Zach Sobiech is dying with grace, love, joy and optimism -- the kind that somehow makes us all feel more alive.
When he was 14, Zach was diagnosed with osteosarcoma, a type of bone cancer that mostly strikes children. His prognosis wasn't great. Last May, with no more treatment options, he was given just a year to live.
Zach turned 18 on Friday. On Saturday he went to prom with his girl, Amy. His high school class graduates next month.
Zach began writing music after his cancer was diagnosed. His mom, Laura, was cleaning the family room downstairs last year when she found a folded-up piece of paper. She unfolded it to make sure it wasn't a homework assignment.
"I read through it and then I realized what I was reading," she says.
It was his first song, "Clouds." Zach wrote it for himself and his family. He has since written many more.
"I fell down, down, down into this dark and lonely hole," he sings at the beginning of the song.
His voice is beautiful, mellow -- kind of reminiscent of Jack Johnson's.
When Zach's song was posted to YouTube it quickly went viral, getting more than 2.6 million page views.
Now there's a new video you ought to see. On Monday, dozens of celebrities posted a love letter response -- joining forces to lip sync to Zach's voice, singing "Clouds."
"And we'll go up, up, up, but I'll climb a little higher," sing Jason Mraz, Anna Faris and Rainn Wilson.
"Go up in the clouds because the view's a little nicer up here, my dear," sing Bryan Cranston and Rachel Bilson, Ashley Tisdale and Colbie Caillat.
"It won't be long now," sing the Lumineers.
"If only," sings Sarah Silverman, "I had a little bit more time."
It's a hello to Zach, and a farewell.
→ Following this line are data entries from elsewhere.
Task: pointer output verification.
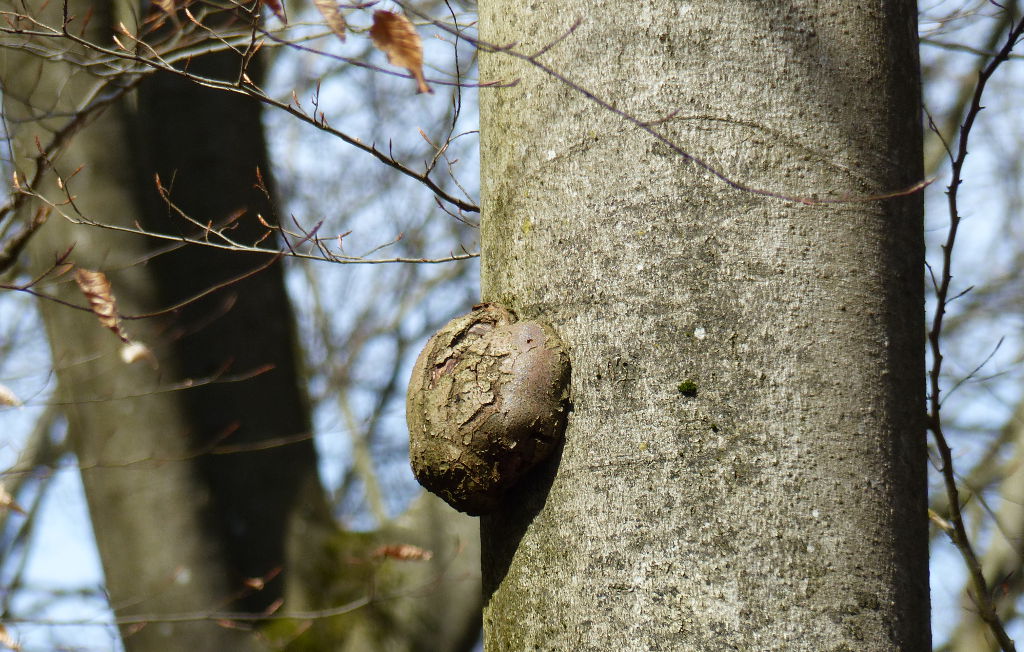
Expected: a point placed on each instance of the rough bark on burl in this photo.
(487, 401)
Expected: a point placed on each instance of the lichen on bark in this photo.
(487, 400)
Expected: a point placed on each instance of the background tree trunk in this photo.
(193, 492)
(783, 505)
It's a collective expression of love and gratitude.
The motley crew of celebrities on the video was assembled by Wilson, an actor, and director/actor Justin Baldoni, who directed a short documentary about Zach for his compelling online reality series, "My Last Days," which runs on Wilson's SoulPancake YouTube channel.
"Going out to see Zach in Minnesota was one of the greatest experiences of my life," says Baldoni. "To make the choice to be happy despite whatever sad or tragic circumstances you may be living through ... he is this old soul who inspires everyone he meets. You leave and you think: 'I want to be a better person.'"
Watch Baldoni's film and you can see why.
There's Zach, a fresh-faced Minnesotan teenager, in one of the opening frames, saying: "I want everyone to know: You don't have to find out you're dying to start living."
He tells us at the beginning of the film: "You know most people live kind of in the middle, in between 'all your dreams come true' and 'you're dying,' and it's a very comfortable place to live. I'm living on the two extreme ends, so you have really, really good days and you have really, really bad days."